就活ハンドブックに寄せられた学生の声によると、「海外事業の説明会で、現地法人の日本人駐在員と直接話す機会があり、グローバルで活躍するイメージが具体的に描けた」という体験談があります。
競合他社との差別化要因
オリックスの最大の強みは、金融サービスと実物資産投資を組み合わせたユニークなビジネスモデルにあります。従来の銀行が融資という形で資金提供するのに対し、オリックスはリース、投資、運営まで一貫して手がけることで、より深い顧客価値を提供しています。

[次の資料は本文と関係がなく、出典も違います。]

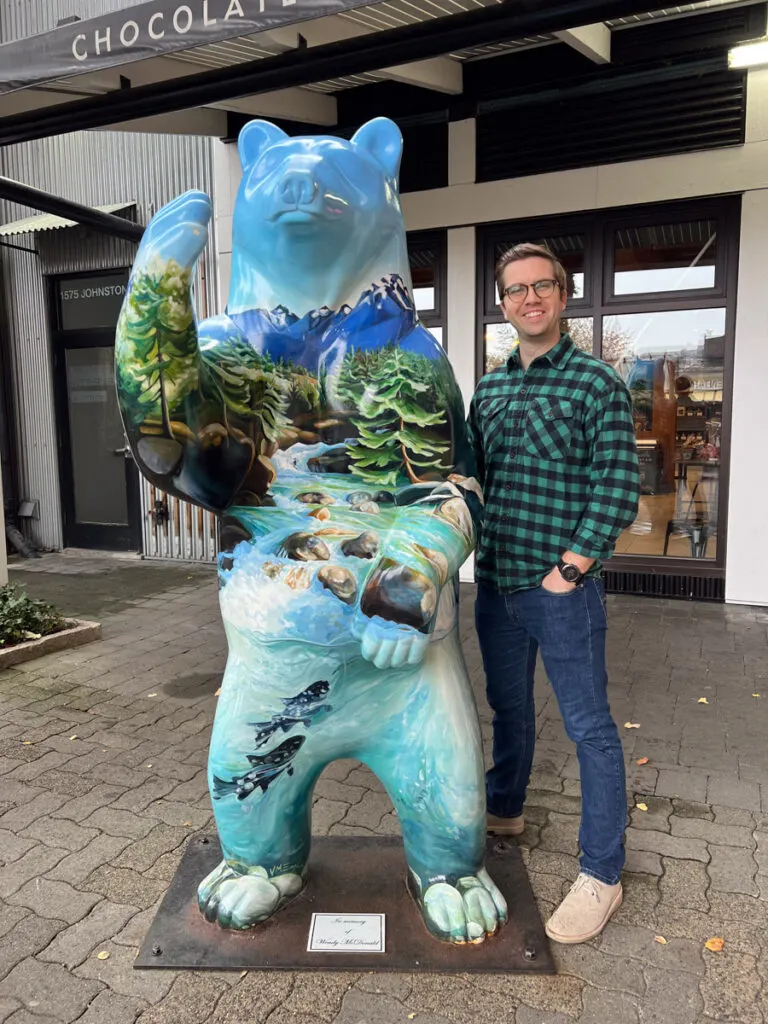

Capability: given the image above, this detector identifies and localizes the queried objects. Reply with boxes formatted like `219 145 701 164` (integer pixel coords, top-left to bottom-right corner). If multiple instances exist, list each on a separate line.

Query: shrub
0 583 67 647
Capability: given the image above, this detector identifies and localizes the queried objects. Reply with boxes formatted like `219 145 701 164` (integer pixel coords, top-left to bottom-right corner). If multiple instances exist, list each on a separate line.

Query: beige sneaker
545 872 622 942
485 813 525 836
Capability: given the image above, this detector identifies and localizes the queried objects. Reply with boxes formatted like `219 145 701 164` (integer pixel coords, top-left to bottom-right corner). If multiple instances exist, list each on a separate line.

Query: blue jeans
475 577 627 885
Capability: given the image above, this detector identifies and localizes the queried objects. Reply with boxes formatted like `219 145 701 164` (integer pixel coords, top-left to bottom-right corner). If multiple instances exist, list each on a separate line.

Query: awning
0 199 136 239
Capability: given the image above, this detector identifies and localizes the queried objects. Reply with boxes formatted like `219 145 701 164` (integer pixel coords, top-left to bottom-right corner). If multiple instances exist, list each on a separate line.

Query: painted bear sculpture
116 118 506 943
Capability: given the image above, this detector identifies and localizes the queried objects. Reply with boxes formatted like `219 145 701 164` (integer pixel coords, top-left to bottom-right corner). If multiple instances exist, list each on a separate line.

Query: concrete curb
0 618 101 672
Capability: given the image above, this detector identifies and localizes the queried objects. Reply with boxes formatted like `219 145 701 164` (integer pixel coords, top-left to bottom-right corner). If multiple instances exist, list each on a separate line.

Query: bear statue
116 118 507 943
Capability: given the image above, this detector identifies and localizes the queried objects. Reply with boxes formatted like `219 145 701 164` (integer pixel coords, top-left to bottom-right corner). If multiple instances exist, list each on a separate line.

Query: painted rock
341 529 379 558
360 558 437 630
317 565 357 604
296 490 335 505
281 534 331 562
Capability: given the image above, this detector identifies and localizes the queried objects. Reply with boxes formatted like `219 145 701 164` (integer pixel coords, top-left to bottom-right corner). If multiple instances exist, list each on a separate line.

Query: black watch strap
557 558 585 584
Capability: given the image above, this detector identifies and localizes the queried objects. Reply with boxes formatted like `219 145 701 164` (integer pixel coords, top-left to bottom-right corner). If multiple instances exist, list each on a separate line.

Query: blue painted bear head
228 118 410 314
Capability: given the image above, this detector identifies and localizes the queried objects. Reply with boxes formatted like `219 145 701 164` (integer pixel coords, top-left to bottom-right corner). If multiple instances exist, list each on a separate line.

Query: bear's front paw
198 860 304 930
420 867 507 944
360 617 429 669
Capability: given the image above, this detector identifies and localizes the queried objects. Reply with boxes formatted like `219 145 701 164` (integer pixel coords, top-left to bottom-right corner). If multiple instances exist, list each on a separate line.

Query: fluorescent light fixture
728 37 768 71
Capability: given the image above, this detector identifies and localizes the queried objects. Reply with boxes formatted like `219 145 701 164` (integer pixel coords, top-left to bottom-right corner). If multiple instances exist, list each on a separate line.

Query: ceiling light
728 37 768 71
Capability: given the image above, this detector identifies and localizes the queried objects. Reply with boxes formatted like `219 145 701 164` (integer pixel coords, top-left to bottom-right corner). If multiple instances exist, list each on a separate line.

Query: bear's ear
352 118 402 178
238 121 289 171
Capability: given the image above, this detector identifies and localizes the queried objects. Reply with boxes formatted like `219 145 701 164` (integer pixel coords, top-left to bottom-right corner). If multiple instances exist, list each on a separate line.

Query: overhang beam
555 22 610 63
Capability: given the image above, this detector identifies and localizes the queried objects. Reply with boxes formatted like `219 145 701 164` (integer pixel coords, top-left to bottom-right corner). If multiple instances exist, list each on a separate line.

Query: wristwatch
557 558 585 584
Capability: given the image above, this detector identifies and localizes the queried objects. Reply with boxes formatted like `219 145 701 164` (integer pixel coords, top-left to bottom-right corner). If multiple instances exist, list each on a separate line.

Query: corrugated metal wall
0 131 216 560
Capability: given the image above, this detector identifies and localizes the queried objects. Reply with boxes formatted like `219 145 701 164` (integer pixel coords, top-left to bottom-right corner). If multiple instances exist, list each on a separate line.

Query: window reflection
613 220 717 295
602 309 725 559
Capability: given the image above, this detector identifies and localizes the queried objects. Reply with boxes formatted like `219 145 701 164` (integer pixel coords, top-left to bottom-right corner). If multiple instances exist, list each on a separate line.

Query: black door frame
48 267 141 552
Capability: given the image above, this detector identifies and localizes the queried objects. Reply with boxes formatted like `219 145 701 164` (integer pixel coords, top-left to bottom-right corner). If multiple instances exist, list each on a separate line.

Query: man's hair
496 242 567 302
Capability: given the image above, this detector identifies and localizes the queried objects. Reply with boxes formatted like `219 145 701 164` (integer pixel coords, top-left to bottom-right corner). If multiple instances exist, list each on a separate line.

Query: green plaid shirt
469 334 640 593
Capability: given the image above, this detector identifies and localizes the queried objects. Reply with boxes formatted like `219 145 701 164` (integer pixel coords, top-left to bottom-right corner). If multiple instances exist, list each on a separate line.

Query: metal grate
604 569 725 602
477 69 746 181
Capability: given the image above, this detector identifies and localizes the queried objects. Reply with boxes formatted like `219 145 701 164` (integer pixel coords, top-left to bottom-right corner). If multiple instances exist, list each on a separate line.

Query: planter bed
0 618 101 672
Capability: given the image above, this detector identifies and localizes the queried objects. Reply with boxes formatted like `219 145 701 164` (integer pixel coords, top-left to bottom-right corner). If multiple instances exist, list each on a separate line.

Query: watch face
560 565 582 583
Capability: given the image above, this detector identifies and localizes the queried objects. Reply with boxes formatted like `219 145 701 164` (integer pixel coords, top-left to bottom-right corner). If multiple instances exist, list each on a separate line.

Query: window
408 231 445 345
477 198 740 571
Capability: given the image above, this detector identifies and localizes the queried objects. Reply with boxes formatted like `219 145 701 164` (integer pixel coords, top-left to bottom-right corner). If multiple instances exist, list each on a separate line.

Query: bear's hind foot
198 860 304 930
412 867 507 944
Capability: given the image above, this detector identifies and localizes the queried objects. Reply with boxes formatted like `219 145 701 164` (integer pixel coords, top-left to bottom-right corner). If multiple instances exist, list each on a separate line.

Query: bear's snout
278 170 317 207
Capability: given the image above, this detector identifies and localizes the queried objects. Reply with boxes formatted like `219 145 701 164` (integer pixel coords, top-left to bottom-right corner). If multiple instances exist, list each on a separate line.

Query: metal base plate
133 836 555 974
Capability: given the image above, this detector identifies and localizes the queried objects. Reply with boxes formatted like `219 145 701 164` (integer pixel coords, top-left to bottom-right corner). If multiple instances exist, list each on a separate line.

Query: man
469 244 639 942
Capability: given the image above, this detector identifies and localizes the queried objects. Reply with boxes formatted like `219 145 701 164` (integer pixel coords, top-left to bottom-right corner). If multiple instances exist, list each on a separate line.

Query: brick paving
0 554 768 1024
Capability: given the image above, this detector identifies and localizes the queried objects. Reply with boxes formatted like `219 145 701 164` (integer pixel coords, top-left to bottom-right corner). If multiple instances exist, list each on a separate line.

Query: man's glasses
502 278 559 302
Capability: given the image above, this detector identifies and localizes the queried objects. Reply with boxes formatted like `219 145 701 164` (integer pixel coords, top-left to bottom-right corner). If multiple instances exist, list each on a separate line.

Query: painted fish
213 736 305 800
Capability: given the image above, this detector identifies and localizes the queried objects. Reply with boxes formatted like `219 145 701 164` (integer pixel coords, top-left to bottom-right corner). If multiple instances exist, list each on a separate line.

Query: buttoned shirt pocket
477 396 510 458
523 398 573 461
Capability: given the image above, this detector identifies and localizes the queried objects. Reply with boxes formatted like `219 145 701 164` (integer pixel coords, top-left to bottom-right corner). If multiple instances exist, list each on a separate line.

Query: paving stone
53 785 125 821
700 947 763 1024
538 811 579 857
83 807 157 839
110 778 177 814
209 971 293 1024
312 797 349 836
708 846 758 896
0 846 69 899
25 818 98 850
670 814 755 850
581 985 639 1024
0 913 67 978
553 943 645 995
74 942 178 1005
0 999 20 1024
0 782 66 833
625 850 664 874
672 799 716 824
80 865 166 910
627 827 710 864
113 824 189 871
38 900 137 970
0 959 103 1024
47 836 130 885
112 973 228 1024
0 828 37 864
658 857 710 913
600 919 705 977
283 971 356 1021
68 989 146 1024
7 878 98 925
708 776 760 811
641 967 703 1024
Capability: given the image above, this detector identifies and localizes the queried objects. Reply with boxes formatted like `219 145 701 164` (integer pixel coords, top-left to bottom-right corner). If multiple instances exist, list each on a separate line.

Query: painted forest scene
117 261 456 505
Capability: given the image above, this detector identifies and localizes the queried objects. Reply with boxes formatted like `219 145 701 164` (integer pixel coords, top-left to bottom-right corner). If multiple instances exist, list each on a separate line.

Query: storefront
0 0 768 604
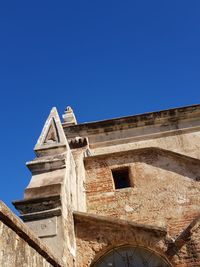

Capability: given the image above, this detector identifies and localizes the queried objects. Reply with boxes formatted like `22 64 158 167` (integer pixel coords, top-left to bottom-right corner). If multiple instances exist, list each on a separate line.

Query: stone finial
62 106 77 126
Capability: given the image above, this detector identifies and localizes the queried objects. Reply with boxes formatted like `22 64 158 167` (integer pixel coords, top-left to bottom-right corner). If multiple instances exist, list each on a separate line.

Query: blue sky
0 0 200 214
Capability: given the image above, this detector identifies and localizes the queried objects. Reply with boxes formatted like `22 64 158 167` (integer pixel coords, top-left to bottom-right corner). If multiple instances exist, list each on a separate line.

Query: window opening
112 168 131 189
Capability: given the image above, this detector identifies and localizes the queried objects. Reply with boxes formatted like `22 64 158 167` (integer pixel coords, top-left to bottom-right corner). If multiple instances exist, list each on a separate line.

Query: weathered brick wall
85 150 200 235
85 148 200 267
75 215 170 267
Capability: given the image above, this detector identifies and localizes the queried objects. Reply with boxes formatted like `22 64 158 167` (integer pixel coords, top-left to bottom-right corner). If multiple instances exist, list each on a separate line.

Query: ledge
0 201 64 267
73 212 167 237
62 104 200 137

また、「Keep Mixed」の理念のもと、多様な専門性を持つ人材が協働することで、業界の常識にとらわれない新しいビジネスモデルを創出し続けています。このイノベーション創出力が、他の金融機関との大きな差別化要因となっています。
中期経営計画と成長戦略
オリックスは2024年度を最終年度とする中期経営計画において、「サステナブルな成長の実現」を掲げ、ESG経営の推進と収益性の向上を両立させる戦略を展開しています。
具体的には、環境エネルギー事業での投資拡大、デジタル技術を活用した業務効率化、海外事業での現地化推進などを重点施策としています。これらの戦略は、社会課題の解決と企業成長を同時に実現する「CSV(Creating Shared Value)」の考え方に基づいています。
4 5


まとめ
オリックスのインターンシップは、同社の多角的な事業展開を体感できる質の高いプログラムとして、多くの就活生から注目を集めています。プログラム参加を通じて、金融サービスを軸としながら不動産、エネルギー、海外事業まで手がける独自のビジネスモデルを深く理解できることは、就活生にとって大きな価値となります。
選考においては、ES、WEBテスト、グループディスカッション、面接という段階的なプロセスで、論理的思考力、協働性、そしてオリックスへの志望度の高さが評価されます。特に重要なのは、同社の事業特性を正確に理解した上で、自身のキャリア志向との適合性を明確に示すことです。就活ハンドブックに寄せられた先輩たちの体験談からも、企業研究の深さと一次データに基づいた具体的な志望動機が合否を分ける重要な要素であることがわかります。
内定直結性については、インターンシップ参加者全員が自動的に優遇されるわけではなく、プログラム期間中の評価に基づいた選抜が行われます。アドバンスドプログラムへの招待や早期選考の案内は、高い評価を獲得した学生に限定される仕組みとなっているため、参加が決まった後も最後まで気を抜くことはできません。
高い競争倍率の中で選考を突破するためには、早期からの戦略的な準備が不可欠です。オリックスの「Keep Mixed」という理念や多角的事業展開への理解を深めるとともに、自身の経験と価値観を同社のビジネスモデルと関連付けて表現できる準備を整えることが、成功への第一歩となるでしょう。